Yesterday and today I've been trying to be in a better mood and fight the hormonal rampages but it's tough.
I have cramps, I feel empty and drained and I still want to scream at someone, well actually punch them in the guts!
I don't feel hungry but maybe having some cheese and crackers will help my tum tum settle down?!
I thought today, let's try and have fish and see if I like that particular version of the sandwich spread, Princes salmon but I forgot one tiny, teensy, itty bitty fact.......
It's in a tiny jar and I can't open it. Ugh my strength is getting weaker, day by day.
I am forgoing that plan and just going with something that I can open easily, which is the cheese.
Even though it's not something I can control, I still feel disappointed in myself when I can't do things.
I wonder if other sick people feel like that or if they just accept it and move on?

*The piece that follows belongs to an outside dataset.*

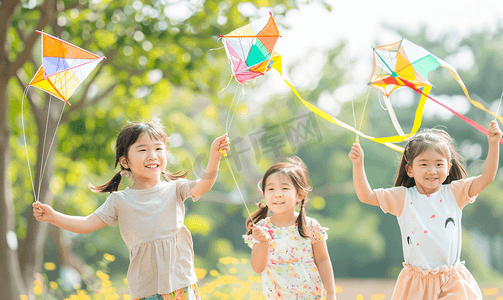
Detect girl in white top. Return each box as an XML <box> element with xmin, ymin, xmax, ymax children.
<box><xmin>349</xmin><ymin>121</ymin><xmax>501</xmax><ymax>300</ymax></box>
<box><xmin>243</xmin><ymin>157</ymin><xmax>335</xmax><ymax>300</ymax></box>
<box><xmin>33</xmin><ymin>119</ymin><xmax>229</xmax><ymax>300</ymax></box>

Yesterday she kept saying see a Doctor, like it's just easy, to go in and make an appointment and get the help I need.
One, appointments are like gold dust, extremely rare, I know as Mama has been trying to get one, to get a referral to treat herself and it's been near impossible.

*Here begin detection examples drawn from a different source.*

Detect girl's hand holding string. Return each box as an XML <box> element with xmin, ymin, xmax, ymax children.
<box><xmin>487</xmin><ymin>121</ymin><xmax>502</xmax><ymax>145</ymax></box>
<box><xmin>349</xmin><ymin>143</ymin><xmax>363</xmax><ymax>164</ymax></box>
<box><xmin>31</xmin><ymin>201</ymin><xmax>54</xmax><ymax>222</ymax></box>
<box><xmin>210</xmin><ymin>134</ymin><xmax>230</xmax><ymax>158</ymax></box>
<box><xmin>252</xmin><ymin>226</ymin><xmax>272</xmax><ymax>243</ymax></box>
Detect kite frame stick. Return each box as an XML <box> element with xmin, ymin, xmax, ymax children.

Secondly just to put myself out there, re-tell my story, my symptoms and angst and be looked upon like I am dirt, who is just giving a feeble sob story and wasting their time, kills me.
Doctors made me feel like I was losing my mind. I questioned my own sanity because they said I was all fine and there was nothing wrong.
Is it any wonder, why I don't want to go through that crap??? I have to prop myself up and just be strong, all the flipping time.
I can't do it. I don't wish to serve myself up to the devil doctors, only to be dismissed, yet again.
I'm waiting for my phone to install a software update, I doubt it will be android 15.
I think I will go on pay as you go, when my contract ends but I'm not completely sure.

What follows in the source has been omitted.